From the results in the Table 19 that the scheme obtained by the optimization method is not sensitive to the variation of model parameters’ deviation (10%, 0, −10%), indicating that the method has good stability. From Table 19, the variation of parameters ${\gamma }_0$ and ${\gamma }_1$ has great influence on the deviation of the test scheme, especially when the parameters of ${\gamma }_0$ and ${\gamma }_1$ fluctuate at the same time, thus the influence is obvious. This is because the method proposed in the calculation example is based on the parameters for subsequent optimization. Therefore, in order to reduce the evaluation error of the subsequent parameters, the value range of the main parameters of the model should be as small as possible before the test, so as to ensure that the optimized test scheme can obtain higher accuracy.

7. Conclusions

• In this paper, under the constraint of the test cost and the actual range of test variables, taking the test stress levels $S_{il}$, sample size $n_l$ and inspection times $m_l$ as optimization variables, the optimization design of multi stress step accelerated degradation test scheme for a motorized spindle is carried out. When the objective function is established, the exhaustive method is used to solve the set of alternatives to avoid the wrong optimal solution caused by improper setting of the initial conditions of the optimization algorithm. By solving all possible combinations of stress levels under different sample sizes, it is concluded that the optimal combination of stress levels with different quantities of samples is the same under the constraint conditions.
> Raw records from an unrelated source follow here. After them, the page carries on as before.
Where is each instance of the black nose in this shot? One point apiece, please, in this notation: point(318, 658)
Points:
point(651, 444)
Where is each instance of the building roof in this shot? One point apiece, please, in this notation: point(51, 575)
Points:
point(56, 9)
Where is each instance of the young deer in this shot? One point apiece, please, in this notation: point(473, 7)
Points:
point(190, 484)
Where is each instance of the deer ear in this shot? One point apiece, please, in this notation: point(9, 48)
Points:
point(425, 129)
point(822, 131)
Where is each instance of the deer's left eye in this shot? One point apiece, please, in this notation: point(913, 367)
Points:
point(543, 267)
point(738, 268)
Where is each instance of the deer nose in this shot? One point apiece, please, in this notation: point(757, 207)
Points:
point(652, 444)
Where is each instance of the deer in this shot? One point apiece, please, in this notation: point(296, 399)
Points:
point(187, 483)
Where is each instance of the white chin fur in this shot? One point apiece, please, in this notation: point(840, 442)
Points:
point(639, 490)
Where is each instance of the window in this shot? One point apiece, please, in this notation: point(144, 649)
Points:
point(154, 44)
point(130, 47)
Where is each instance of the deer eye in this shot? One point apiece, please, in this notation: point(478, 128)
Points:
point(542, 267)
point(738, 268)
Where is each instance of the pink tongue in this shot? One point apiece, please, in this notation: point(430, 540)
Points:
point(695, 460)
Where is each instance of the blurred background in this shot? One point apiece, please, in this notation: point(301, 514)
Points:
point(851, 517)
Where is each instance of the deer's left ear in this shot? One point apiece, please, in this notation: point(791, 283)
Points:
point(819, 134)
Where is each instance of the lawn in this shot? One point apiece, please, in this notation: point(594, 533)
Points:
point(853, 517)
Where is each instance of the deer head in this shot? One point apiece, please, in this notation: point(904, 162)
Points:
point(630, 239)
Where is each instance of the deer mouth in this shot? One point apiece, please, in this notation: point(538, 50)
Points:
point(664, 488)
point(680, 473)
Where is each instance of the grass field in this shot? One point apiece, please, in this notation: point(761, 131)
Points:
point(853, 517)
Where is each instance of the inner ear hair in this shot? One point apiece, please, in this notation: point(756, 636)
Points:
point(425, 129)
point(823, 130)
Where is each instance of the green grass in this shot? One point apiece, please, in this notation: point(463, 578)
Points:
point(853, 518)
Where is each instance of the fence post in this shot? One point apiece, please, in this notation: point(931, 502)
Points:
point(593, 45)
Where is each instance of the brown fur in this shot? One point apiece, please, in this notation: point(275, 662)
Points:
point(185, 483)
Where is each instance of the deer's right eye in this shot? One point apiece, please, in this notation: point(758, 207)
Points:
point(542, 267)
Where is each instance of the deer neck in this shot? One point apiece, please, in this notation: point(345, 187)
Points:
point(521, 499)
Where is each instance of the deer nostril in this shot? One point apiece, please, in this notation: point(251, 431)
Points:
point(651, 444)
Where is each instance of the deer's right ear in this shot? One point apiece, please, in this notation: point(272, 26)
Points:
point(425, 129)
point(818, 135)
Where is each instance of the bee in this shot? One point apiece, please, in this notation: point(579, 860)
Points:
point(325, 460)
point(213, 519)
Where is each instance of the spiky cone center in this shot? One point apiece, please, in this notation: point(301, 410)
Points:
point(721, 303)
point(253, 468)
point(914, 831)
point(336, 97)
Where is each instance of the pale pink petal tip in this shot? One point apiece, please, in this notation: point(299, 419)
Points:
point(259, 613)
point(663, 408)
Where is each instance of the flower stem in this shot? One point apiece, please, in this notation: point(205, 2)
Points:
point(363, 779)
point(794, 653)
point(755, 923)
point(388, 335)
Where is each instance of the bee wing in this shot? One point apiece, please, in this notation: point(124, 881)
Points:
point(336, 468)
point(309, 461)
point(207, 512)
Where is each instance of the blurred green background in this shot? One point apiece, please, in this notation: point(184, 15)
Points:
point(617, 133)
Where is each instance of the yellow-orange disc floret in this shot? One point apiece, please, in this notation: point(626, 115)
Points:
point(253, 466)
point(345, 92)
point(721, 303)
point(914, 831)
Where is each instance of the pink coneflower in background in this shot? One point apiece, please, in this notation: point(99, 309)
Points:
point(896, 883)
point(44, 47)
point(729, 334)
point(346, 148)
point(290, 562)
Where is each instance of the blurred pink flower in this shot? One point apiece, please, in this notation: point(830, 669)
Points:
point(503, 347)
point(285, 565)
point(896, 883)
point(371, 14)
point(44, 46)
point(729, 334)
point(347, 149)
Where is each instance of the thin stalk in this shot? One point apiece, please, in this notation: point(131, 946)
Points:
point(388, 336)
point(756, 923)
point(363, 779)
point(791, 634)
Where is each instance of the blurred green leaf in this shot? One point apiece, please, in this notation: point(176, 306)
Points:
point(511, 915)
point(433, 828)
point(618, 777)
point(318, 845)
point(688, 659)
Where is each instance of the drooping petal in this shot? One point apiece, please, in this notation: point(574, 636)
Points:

• The drift Brownian motion is used to model the accelerated degradation process of motorized spindle under multiple stresses. By selecting the main test stress and inspection indexes of the motorized spindle, the minimum estimation variance of main stress affecting the motorized spindle is taken as the optimization objective (i.e., $\min (\det (\left|M^{11}(\xi )\right|))$), the optimization algorithm steps and detailed flow chart are given. Taking the accelerated degradation test of motorized spindle under two stresses as an example, the optimized test scheme is obtained, and compared with the traditional $D$-optimality optimization, the objective function value of the test scheme optimized by $D_s$-optimality is calculated under $D$-optimality, and the objective function value is only 18.5% lower than that of the optimal scheme optimized by $D$-optimality. Through an extended case study, it is concluded that when the proposed method is used to optimize the test scheme, the determinant value of the variance matrix of the main stress parameters is 0.59 times of that under $D$-optimality. It shows that this method can not only improve the evaluation accuracy of main stress parameters, but also ensure the evaluation accuracy of other stress parameters.
• By analyzing the influence of the initial model parameter deviation on the optimization results, it is concluded that the optimization design method proposed in this paper has good stability. Since this method is based on the optimization criteria of model parameters, the range of main model parameters should be as small as possible before the test, so as to improve the accuracy of reliability evaluation of the optimized accelerated test scheme.